As for fat binaries, I don’t think Cargo has built-in support for that? (obviously you can do it manually, but it’s a moderate amount of work, esp. to make it work for exported symbols in shared libraries)

So I tried out runtime-target-feature-rs. Currently it doesn’t work as it is supposed to, just a heads up. The problem is that you often need a different memory layout for SIMD to work effectively - contiguous arrays works better than struct fields and currently, runtime-target-feature-rs doesn’t optimize it very well. This is an issue I adressed here.

I am currently not sure if it is faster to call cpuid repeatedly or just once - mainly because the memory access to the stored value could take longer than a few assembly instructions. Here is a test I wrote to make a rectangle-rotation function SIMD-optimized, with a fallback function. The main point is that I am now doing the SIMD test manually, but only once per vector (instead of once per element).

Also, my main point about auto-vectorizing functions spares roughly 3 - 5 assembly instructions per function, but the rest of the assembly instructions are the same, so there is a large overhead in code bloat. This could maybe solved with extra labels (in LLVM), but that is more wishful thinking than reality.

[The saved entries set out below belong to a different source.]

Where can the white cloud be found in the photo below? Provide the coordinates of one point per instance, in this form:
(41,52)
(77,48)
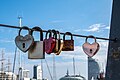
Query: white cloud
(108,27)
(57,21)
(6,41)
(66,61)
(96,28)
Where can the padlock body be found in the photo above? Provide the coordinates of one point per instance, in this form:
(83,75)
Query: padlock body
(68,45)
(37,50)
(90,49)
(49,45)
(24,42)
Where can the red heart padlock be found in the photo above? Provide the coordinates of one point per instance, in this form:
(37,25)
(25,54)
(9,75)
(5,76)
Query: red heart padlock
(90,49)
(49,43)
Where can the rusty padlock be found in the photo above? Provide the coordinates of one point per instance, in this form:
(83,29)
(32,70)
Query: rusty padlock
(36,51)
(49,42)
(68,44)
(90,49)
(24,42)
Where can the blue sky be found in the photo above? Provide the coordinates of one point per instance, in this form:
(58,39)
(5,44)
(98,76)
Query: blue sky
(77,16)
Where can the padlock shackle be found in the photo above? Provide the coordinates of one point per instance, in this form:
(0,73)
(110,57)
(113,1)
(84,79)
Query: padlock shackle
(36,28)
(24,27)
(50,33)
(90,36)
(68,33)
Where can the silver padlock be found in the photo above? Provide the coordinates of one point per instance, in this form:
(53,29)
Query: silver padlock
(37,49)
(24,42)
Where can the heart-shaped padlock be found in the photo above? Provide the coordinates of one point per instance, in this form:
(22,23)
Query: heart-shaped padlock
(69,43)
(36,51)
(90,49)
(49,43)
(24,42)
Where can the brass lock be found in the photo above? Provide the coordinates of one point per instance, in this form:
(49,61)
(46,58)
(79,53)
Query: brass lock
(90,49)
(36,51)
(24,42)
(59,42)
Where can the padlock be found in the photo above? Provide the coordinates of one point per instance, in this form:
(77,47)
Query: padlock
(59,44)
(24,42)
(90,49)
(56,40)
(49,42)
(68,44)
(36,51)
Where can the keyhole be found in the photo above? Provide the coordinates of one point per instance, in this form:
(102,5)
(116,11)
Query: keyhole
(23,45)
(90,50)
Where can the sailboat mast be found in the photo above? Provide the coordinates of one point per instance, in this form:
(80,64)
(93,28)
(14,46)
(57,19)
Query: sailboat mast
(74,65)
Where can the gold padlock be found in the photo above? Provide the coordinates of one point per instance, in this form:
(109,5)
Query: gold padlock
(37,49)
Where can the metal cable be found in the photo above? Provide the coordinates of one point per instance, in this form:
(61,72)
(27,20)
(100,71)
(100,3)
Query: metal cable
(49,70)
(17,27)
(14,62)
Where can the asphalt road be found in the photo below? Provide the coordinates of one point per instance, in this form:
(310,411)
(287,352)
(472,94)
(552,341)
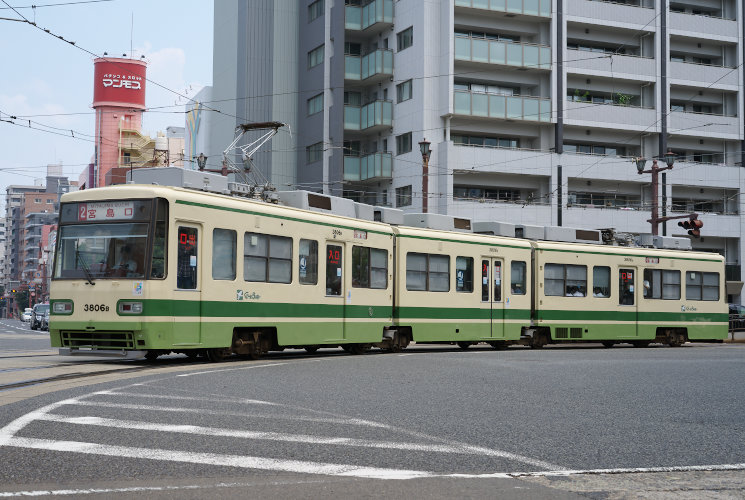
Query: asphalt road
(431,421)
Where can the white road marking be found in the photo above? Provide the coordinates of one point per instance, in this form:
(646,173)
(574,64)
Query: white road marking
(229,369)
(177,409)
(187,398)
(137,489)
(244,462)
(276,436)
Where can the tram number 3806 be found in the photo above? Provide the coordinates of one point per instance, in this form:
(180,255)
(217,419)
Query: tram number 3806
(95,307)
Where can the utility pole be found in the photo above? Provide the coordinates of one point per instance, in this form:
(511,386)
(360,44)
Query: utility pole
(669,158)
(424,148)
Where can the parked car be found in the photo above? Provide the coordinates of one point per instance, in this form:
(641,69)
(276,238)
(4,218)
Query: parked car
(45,320)
(736,317)
(26,315)
(39,311)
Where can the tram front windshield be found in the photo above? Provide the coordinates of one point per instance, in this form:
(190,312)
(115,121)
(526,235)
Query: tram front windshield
(102,251)
(109,240)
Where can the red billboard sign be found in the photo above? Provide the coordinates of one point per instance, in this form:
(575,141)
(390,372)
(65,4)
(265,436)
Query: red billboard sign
(119,82)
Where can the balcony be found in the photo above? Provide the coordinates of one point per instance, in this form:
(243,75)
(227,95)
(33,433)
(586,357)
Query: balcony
(703,75)
(713,28)
(523,55)
(634,67)
(371,68)
(372,117)
(375,166)
(526,7)
(606,12)
(610,116)
(537,109)
(373,17)
(704,125)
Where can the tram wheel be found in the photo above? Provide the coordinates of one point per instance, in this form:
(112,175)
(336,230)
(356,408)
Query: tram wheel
(499,345)
(216,355)
(358,348)
(152,355)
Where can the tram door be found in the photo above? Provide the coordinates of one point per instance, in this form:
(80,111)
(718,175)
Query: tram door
(492,274)
(627,293)
(336,289)
(188,296)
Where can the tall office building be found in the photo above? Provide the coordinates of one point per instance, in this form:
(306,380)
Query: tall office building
(535,109)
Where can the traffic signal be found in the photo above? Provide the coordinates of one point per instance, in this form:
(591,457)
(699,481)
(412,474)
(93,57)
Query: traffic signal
(693,226)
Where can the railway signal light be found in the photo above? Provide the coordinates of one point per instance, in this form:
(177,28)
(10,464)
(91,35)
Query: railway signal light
(693,226)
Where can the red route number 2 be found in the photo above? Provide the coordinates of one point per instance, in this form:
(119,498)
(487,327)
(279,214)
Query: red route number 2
(334,256)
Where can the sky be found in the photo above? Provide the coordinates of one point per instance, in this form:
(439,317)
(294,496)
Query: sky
(50,82)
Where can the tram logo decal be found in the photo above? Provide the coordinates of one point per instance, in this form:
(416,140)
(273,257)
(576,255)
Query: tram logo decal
(246,295)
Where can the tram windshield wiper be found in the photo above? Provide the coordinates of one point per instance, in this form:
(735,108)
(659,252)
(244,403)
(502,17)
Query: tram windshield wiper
(86,270)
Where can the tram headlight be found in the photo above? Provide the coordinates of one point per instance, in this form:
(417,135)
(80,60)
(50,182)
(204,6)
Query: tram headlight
(62,307)
(129,307)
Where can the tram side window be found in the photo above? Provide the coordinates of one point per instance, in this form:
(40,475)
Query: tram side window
(565,280)
(369,267)
(601,281)
(427,272)
(267,258)
(333,269)
(186,270)
(158,263)
(661,284)
(308,270)
(464,274)
(224,243)
(517,277)
(702,286)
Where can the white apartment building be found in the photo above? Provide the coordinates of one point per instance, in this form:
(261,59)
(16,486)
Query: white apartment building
(535,109)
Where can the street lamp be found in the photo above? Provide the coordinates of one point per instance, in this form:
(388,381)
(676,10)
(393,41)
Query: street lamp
(201,161)
(669,158)
(424,148)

So it’s true that you can do runtime SIMD detection, but you have to do it manually anyways to be effective, so the automatic vectorization I proposed is more or less pointless.

Sorry, I missed that until now, see comment there.

Well, it doesn't really access a stored value other than the function pointer, so no more overhead than calling a function from a shared library.

Note that GCC uses IFUNCs on targets which support them, so calls to target clones turn into indirect function calls, without a run-time check after the implementing function has been patched in (either as the result of lazy binding, or during initial relocation with BIND_NOW).